MIT Profesörü: Türkiye resesyonun ortasında, bu süreç kolay biteceğe benzemiyor
Daron Acemoğlu, bu yıl büyüme beklemediğini vurgulayarak, “Makro ekonomi ve para politikalarını, kurumları düzeltmekten başka çaremiz yok. Reformlar yapılmayınca tabii ki kriz derinleşir” dedi.
Şehriban Kıraç
MIT İktisat Profesörü Daron Acemoğlu, Türkiye ekonomisinin resesyonun ortasında olduğuna işaret ederek, bu sürecin kolay biteceğe benzemediğini vurguladı. Uludağ Ekonomi Zirvesi’nde sorularımızı yanıtlayan Acemoğlu reformlar yapılmayınca krizin derinleşeceğine dikkat çekerek şunları anlattı:
Yargı çalışmalı
“Türkiye’nin yapısal problemleri var.
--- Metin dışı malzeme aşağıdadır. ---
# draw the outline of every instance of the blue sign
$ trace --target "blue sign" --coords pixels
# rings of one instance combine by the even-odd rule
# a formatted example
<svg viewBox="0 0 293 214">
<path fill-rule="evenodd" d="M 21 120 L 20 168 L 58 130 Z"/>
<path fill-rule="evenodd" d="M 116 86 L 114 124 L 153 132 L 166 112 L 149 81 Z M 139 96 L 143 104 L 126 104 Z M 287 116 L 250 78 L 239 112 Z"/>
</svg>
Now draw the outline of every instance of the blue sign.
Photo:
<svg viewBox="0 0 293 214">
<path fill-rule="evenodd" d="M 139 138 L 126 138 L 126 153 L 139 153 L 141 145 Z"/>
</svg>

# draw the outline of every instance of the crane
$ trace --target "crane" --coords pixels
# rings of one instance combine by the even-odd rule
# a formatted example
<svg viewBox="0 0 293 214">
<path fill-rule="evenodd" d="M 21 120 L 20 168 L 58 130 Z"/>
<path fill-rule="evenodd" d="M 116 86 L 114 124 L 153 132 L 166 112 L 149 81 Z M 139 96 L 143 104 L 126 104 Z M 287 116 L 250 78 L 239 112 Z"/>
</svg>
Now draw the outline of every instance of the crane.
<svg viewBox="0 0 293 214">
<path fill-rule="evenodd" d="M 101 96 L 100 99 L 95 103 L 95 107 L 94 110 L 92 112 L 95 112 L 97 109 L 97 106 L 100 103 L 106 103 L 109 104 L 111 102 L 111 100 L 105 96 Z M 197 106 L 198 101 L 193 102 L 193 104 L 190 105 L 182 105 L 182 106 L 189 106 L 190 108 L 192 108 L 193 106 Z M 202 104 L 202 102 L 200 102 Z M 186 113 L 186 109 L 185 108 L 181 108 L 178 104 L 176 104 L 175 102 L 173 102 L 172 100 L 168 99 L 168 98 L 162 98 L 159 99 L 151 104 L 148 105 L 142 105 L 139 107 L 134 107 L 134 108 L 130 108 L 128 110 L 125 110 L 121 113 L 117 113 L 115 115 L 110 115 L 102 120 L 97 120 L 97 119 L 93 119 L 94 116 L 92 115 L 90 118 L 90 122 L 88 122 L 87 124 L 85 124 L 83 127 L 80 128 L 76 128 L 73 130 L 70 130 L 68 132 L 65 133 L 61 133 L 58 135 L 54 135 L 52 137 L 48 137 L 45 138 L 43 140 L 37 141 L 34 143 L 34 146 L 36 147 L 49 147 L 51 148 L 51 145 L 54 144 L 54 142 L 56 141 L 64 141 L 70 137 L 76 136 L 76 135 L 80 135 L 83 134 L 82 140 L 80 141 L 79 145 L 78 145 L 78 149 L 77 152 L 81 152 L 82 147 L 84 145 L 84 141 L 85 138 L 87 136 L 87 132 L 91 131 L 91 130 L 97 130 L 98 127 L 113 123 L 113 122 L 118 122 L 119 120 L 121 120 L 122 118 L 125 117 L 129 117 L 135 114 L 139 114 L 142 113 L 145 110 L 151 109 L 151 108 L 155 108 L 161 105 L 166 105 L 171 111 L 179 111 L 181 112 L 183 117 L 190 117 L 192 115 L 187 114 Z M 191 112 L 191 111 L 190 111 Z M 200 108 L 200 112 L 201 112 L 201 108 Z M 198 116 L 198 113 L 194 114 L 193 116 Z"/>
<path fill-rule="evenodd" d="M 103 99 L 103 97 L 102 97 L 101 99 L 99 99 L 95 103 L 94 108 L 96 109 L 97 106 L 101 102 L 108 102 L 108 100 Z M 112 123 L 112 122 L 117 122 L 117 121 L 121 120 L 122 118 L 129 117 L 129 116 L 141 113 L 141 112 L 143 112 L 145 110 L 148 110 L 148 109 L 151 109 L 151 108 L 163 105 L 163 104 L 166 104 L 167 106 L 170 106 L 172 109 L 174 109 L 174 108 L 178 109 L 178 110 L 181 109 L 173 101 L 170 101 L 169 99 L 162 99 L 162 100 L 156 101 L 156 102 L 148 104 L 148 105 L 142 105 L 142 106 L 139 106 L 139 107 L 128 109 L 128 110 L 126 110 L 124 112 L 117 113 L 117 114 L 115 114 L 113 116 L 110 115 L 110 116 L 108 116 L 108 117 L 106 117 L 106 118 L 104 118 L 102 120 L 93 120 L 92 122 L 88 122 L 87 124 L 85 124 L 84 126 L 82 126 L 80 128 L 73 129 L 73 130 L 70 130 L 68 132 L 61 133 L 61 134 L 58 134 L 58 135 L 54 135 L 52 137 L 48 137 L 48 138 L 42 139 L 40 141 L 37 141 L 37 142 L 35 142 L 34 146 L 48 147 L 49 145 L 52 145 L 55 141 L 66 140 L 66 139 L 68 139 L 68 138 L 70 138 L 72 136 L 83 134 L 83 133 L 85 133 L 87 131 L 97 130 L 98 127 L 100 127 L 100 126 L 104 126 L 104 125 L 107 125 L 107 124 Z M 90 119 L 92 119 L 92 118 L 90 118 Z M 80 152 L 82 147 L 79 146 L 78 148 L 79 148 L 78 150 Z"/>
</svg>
Adım atılırsa gelecek 20 yılı da, şu dönemi de çözer. Reformları yapmanın zamanı tabii ki resesyonun ortasında olmaz. Ama Türkiye’nin başka çaresi de yok. Şimdi yapmak zorundayız. Makro ekonomi ve para politikalarını, reformları, kurumları düzeltmekten başka çaremiz yok. Adımlar atılmayınca reformlar yapılmayınca tabi ki kriz derinleşir.” Acemoğlu, bu yıl Türkiye ekonomisi için büyüme beklemediğini kaydederek, küçülme olacağını aktardı.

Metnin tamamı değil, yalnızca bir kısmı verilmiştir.